Oh, that's what you meant. I agree, that would be super cool. That would upgrade from mere curiosity to something useful!

#115 Mark on 05.17.14 at 7:36 pm

If I'm not getting too annoying yet… you said earlier in this thread that I'd have a heart attack if I saw how far you tried to push this in C++. Do you recall what went wrong, or was it more like "nothing works"?

#116 Mark on 05.18.14 at 12:13 am

Even if I never get this working, it has at least forced me to properly understand C++ templates, from the annoying things like "when is typename required", to the fancy stuff like higher-order templates. Thank you for the blog post.

On a (mostly) unrelated note: I don't believe in Greenspun's tenth rule, but if anyone saw my code right now, it would certainly act as evidence in favor. Seriously, compile time map?? If I catch myself writing lambda, I think I'll just give up.

#117 Yossi Kreinin on 05.18.14 at 2:25 am

I'll gladly publish whatever it is you did write so far in a follow-up… Just to show what's involved…

Myself, I didn't originally try to solve this problem but a related one – I had fixed point (scaled integer) matrix elements and I wanted each element to have a different type because their different units meant they tended to have different ranges. It was a much easier problem, I think, but the code came out so ugly that I gave up; also I don't think it was that good numerically.

Solving linear equations with fixed integers has not become my favorite pastime to say the least.

#118 Mark on 05.18.14 at 10:42 am

I agree, that does sound similar in spirit. That sounds sufficiently similar that I suspect that if I get this working, most of the machinery should be reusable. Maybe even just replacing "meters ^ X" with "accurate to "accurate to X digits" or something. My code currently makes the assumption that you never add two numbers with different units, but that can be generalized if need be.

But yeah, floating point sounds relatively luxurious compared to fixed point arithmetic.

#119 Mark on 05.18.14 at 7:27 pm

come to think of it, that assumption can't be relaxed after all

#120 Levi on 05.23.14 at 9:15 am

This paper seems to go a long way towards what you're asking about, though I haven't thought about it deeply:

#121 Yossi Kreinin on 05.23.14 at 9:41 am

Certainly it seems very much related, but I don't think it points to the direction of the problem being solvable. If I understood correctly, it talks about linear operators applied to matrices, and Gauss elimination, SVD, eigenvectors computation etc. etc. are not linear operators.

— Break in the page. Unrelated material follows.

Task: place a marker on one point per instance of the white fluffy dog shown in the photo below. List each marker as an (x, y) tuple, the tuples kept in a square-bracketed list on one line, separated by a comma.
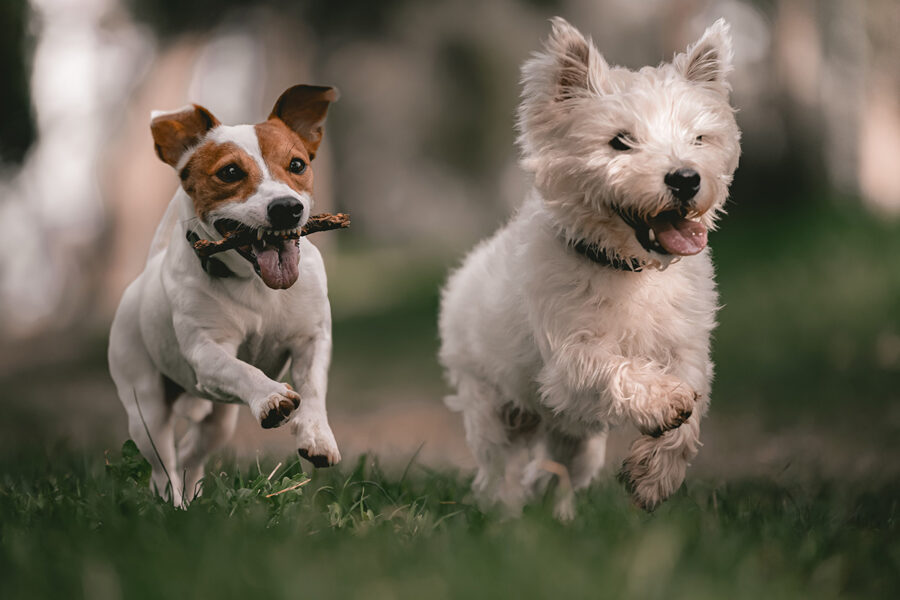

It also mentions about efficient runtime representations of type information, which implies that the type checking is not fully static.

#122 Mark on 05.25.14 at 10:58 am

Progress report: I finally have the infrastructure in place to begin writing code that inverts a matrix. My code is over 10KB in size, consisting largely of typedefs that would not have been needed had I listened to you and used C++11.

#123 Yossi Kreinin on 05.25.14 at 11:14 am

It's not too late :) If you keep it in C++98 and finally publish it, it'll be hard to make a point – any point – with it since inevitably a bunch of dorks will say it should have been C++11 and it would have been entirely different even if it wouldn't be *that* different :)

#124 Mark on 05.26.14 at 1:11 am

I don't worry about such dorks. If I can convince you, I'm happy. If not, then I will rewrite it :)

Incidentally, did the math and type system geek come up with anything?

#125 Yossi Kreinin on 05.28.14 at 9:08 am

Not yet…

#126 Mark on 06.02.14 at 10:14 pm

I believe I said I'd be done by the end of May. I'm not. However, I've made significant progress. In particular, I'm now in the second 90% stage:

#127 Mark on 06.09.14 at 9:49 am

Sorry been quiet for a while. Almost a week ago, I reached a milestone, but have since been too busy to report it, or work any further on this. (International travel, getting my slides ready, caught some germs, talks to attend…) Anyway, I'm gonna try to work on this for at least 15min a day while I'm here. The milestone in question was this: Gaussian elimination works. I'm going to freeze that file, and then get to work on Gauss-Jordan, so we can then compare how much harder it is.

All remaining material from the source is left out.